BDT Equivalent (Monthly)

Indonesia

4,400,000 IDR

265

36,000

China

12,700 CNY

1,790

219,014

South Korea

2,100,000 KRW

1,467

179,600

Japan

291,000 JPY

1,912

234,490

*Exchange rates (October 27, 2025)

The Global Standard

In OECD nations, starting teacher salaries reflect investment in human capital. The United States, United Kingdom, and Germany offer pay that supports middle-class lifestyles, backed by benefits, pensions, and professional development—systems that produce consistent high performance in international assessments.

Country

Local Currency (Monthly Gross)

USD (Monthly)

BDT Equivalent (Monthly)

USA

3,718 USD

3,718

455,115

UK

2,743 GBP

3,624

443,609

Germany

3,636 EUR

4,227

517,420

*Exchange rates (October 27, 2025)

The Coming Storm: A New Pay Scale in 2026?

The National Pay Commission, formed on July 24, 2025, is finalizing recommendations for a 9th National Pay Scale, with implementation targeted for January 2026. Preliminary reports suggest a 16% increase in basic pay and up to 63% in allowances, potentially raising assistant teachers’ gross to around 18,000–20,000 taka (148–164 USD). Monthly Pay Order (MPO) teachers may be fully integrated into the government scale.

However, past revisions have been eroded by inflation. Without indexing to cost of living or PPP benchmarks, any increase risks being symbolic. The commission has proposed narrowing the pay ratio from 15:1 to 12:1 between highest and lowest grades, but teachers demand for a better wage structure.

Why This Matters: Education, Economy, Equity

Low teacher pay drives systemic failure. Over 25% of primary teachers are absent on any given day, according to BANBEIS 2025 data. Up to 40% hold second jobs, reducing instructional time. The Annual Status of Education Report (ASER) 2024 found 70% of Grade 3 students cannot read a Grade 2 text—a stagnation linked directly to teacher motivation and capacity.

The economic cost is immense. The World Bank estimates that each 10% increase in teacher salary correlates with a 15% improvement in student learning outcomes.
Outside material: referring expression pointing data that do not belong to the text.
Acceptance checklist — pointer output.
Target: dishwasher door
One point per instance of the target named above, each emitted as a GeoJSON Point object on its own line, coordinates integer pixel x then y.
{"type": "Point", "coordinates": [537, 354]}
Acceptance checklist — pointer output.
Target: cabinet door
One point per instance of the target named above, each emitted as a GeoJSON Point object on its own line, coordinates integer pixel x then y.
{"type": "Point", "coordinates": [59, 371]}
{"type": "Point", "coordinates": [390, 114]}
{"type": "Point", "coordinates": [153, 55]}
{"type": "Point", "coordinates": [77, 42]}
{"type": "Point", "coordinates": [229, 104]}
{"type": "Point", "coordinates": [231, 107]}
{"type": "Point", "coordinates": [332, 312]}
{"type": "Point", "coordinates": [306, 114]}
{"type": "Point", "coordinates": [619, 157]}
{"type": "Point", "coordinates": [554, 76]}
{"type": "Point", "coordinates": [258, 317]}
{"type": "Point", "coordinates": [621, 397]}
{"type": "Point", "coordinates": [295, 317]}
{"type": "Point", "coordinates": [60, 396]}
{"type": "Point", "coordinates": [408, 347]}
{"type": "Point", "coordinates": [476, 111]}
Scaled nationally, this could reduce learning poverty and boost long-term GDP growth by 0.5% annually through improved human capital.

Gender equity suffers too: Women comprise 60% of primary teachers but leave at twice the male rate due to financial stress, weakening STEM pipelines. Rural schools, already understaffed, lose talent to urban tutoring or migration.

Bangladesh spends just 1.53% of GDP on education—half the global SDG benchmark of 4–6%. Teacher salaries consume 70% of the education budget, yet deliver among the lowest returns in South Asia.

Expert Opinion

“Teachers must be valued differently from other professions,” said Professor Shah Shamim Ahmed of the Institute of Education and Research, University of Dhaka. “A teacher’s role can never be equated with that of a typical government officer. Teachers shape the nation’s future, so their pay structure must reflect that distinct importance.”

He added, “At present, most teachers earn between Tk 15,000 and 16,000 a month, which is far too low to support a family. As a result, many are forced to look for alternative income sources such as private tutoring or coaching. This financial strain affects their mental well-being and ultimately their students’ learning. When teachers are preoccupied with household crises, they lose the energy and focus needed for research or innovation in the classroom.”

“If we can ensure a fair, smart salary for teachers that allows them to live with dignity, the entire education system will benefit. A financially secure teacher is a more effective and inspired teacher. Considering current market conditions, teachers’ salaries should be two to three times higher than they are now,” he continued.

Professor Ahmed further emphasized, “It is unreasonable to keep teachers at the 16th grade, which is equivalent to that of office assistants in many cases. A teacher’s dignity must be recognized separately and cannot be compared with any other government employee. Ensuring that respect and adequate pay is essential if we truly want to improve the quality of education.”

Without these, Bangladesh risks entrenching a two-tier future: one where the children of the elite access quality schooling, and the rest inherit mediocrity. The classrooms of today are the factories and parliaments of tomorrow. Paying teachers like clerks guarantees a nation that thinks small.